Microsoft announced at E3 that it was adding free backwards compatibility to the Xbox One starting this fall, although 21 pre-Xbox One games were already made available to Xbox One users who are members of Microsoft's preview program and already own those titles. More than 100 older titles will be available this holiday season on the Xbox One, and "hundreds more" will be added in the months to follow, said Microsoft.
In June, active global Xbox Live members on the Xbox One and Xbox 360 combined were up 22 percent from June 2014, said the Microsoft spokeswoman. Since releasing Xbox One backwards compatibility in preview June 15, "participants in the preview program have logged more than 30 million minutes playing Xbox 360 games on Xbox One," she said.
At least some older PlayStation games can be played now on the PS4--but only by paying to stream them through the PlayStation Now service. It remains to be seen how much, if at all, this will hurt the PS4 and help the Xbox One in the months to come.

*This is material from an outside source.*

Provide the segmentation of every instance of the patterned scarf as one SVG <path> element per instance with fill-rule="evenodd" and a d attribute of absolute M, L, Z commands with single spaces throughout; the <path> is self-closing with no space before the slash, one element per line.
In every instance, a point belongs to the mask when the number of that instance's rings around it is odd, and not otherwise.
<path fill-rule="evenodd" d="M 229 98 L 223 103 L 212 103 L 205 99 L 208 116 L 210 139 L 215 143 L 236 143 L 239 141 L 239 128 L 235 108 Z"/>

For now, though, Sony's PS4 remains comfortably in the driver's seat in terms of global sales during this console cycle. It is, however, much too soon to declare a winner for this console cycle here in the United States: it will likely be the console that manages to attract the most exclusive games that aren't available on the rival system, but time will tell if the Xbox One's recent changes and additions can lure in more customers who are looking for that ever-elusive all-in-one home entertainment hub.